City Manager Bill Moss has earned positive performance reviews since he began working with the city of Naples in 2007.
That streak ended this week when Councilwoman Teresa Heitmann gave a scathing opinion of his work this year, saying Moss is lacking in leadership ability, ethics and transparency. She spent more than 12 minutes at the end of Monday's council workshop outlining her concerns about Moss, reading from prepared notes.
In a written submission, Councilman Doug Finlay also said his relationship with Moss "has deteriorated over time" due to a fundamental difference in the way the two view the role of a city council member. Finlay said he still believed he and Moss could work together professionally.
Theirs were the only critical reviews from the seven council members.
At today's council meeting, Mayor John Sorey said he will recommend a 2-percent raise for Moss, keeping in line with what city employees received this year.

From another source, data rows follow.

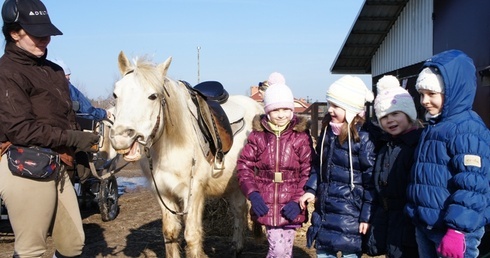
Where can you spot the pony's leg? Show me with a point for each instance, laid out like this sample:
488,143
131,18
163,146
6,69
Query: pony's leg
193,232
239,208
171,228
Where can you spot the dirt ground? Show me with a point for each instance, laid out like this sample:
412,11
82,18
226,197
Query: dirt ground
136,232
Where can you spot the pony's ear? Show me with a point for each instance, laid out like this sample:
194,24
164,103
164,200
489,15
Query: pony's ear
163,67
124,64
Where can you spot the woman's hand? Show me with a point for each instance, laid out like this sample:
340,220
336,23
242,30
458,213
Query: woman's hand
303,200
363,227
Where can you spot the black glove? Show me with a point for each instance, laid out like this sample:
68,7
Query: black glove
258,205
291,210
83,141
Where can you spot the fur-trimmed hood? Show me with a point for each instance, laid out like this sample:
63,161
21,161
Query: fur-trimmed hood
299,123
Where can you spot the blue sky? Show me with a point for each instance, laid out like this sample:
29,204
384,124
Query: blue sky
241,41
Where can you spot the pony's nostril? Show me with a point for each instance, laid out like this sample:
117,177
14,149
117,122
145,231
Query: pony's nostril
131,133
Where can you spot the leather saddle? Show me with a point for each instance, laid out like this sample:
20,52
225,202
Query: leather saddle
213,121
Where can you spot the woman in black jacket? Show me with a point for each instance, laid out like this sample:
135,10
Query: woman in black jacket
36,111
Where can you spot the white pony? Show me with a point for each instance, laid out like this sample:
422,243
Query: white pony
156,117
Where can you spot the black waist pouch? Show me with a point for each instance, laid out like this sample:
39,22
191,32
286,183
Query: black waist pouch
32,162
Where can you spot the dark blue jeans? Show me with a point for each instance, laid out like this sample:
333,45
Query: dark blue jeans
429,239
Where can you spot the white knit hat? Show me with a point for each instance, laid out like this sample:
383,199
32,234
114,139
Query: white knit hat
63,65
392,97
350,93
278,96
430,79
276,77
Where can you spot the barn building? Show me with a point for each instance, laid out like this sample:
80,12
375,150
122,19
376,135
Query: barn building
396,36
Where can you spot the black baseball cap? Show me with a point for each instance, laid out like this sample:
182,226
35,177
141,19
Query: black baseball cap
32,16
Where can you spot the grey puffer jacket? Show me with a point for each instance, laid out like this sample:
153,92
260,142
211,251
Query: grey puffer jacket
290,152
339,208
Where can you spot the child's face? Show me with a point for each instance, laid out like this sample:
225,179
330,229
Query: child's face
395,123
431,101
280,116
337,113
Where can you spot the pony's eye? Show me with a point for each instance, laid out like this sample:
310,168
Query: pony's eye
152,96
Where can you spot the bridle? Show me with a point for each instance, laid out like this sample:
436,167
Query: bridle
147,147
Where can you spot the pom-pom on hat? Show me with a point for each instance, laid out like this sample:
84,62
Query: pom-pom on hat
32,16
430,79
275,78
350,93
63,65
392,97
278,96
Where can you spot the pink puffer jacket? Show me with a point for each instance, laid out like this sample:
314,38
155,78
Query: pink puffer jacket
266,153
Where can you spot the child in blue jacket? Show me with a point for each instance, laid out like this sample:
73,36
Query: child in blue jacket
449,193
391,231
341,175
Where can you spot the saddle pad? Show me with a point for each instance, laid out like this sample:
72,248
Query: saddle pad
233,111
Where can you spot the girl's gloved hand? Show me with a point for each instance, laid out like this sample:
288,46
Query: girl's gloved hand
258,205
452,244
291,210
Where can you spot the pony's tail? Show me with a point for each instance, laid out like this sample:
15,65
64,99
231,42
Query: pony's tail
257,231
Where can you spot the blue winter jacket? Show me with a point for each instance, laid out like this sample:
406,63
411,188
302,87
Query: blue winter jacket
339,209
449,182
85,107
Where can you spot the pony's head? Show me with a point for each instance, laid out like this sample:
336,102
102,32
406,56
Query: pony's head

"I feel he's done an outstanding job," Sorey said.
Heitmann disagreed, saying Moss:
Failed to ensure a fair and thorough investigation of the city's police department was conducted after complaints of sexual misconduct were made against employees last year.
Failed to resolve city infrastructure problems to meet state codes dictating how much water must be available to fight fires.
Too often relies on expensive consultants where work by city staff could suffice.
Has overseen inconsistencies in disseminating information to the public and council.
Has failed to resolve the ongoing issue of boat speed zones in Naples Bay.
"This saddens me and disturbs me and has created a lack of trust," Heitmann said, marking a stark change in her opinion from previous years.
In 2010 and 2011, Heitmann gave Moss positive reviews, praising him for his financial decisions during the economic downturn. She said then she looked forward to continuing to work with him.
Reviews submitted to city staff by the other council members were generally positive, but also included ways Moss could improve. Moss, who is reviewed by council each year, earns a base salary of $185,850.
Reef grant vote expected
Council is expected to vote today to accept $313,650 in grant money from BP Exploration & Production to place 10 artificial reefs in the Gulf of Mexico, just off the city's coast.
Collier County will install 36 reefs off the coast in an effort to draw divers, boost tourism and create local jobs. The city will not spend money on the reefs, but will dedicate staff time to see they are installed.
Each reef costs between $65,000 and $85,000 and is the size of a football field.
Council to decide on RaceTrac gas station
Council is expected to decide today whether to allow a new RaceTrac gas station to be built on Airport-Pulling Road at the southwest corner of North Horseshoe Drive.
Petitioners for the gas station faced difficulty with their proposal this year, having to reappear before city advisory boards to tweak their corporate design, which features bright red and yellow signs, several gas pumps and a large canopy.
They're asking for seven variations to city ordinances dictating landscaping, design and signage.
Police boat purchase on tap
A $128,946 police boat could replace the aging vessel now used by city police to patrol waterways.
The current boat is a 2004 model with a deck and seats in disrepair. Council is expected to decide today whether to award a contract with Edgewater Power Boats, LLC, one of 15 companies that submitted offers.
The city set aside $135,000 for a new boat in its 2012-2013 budget.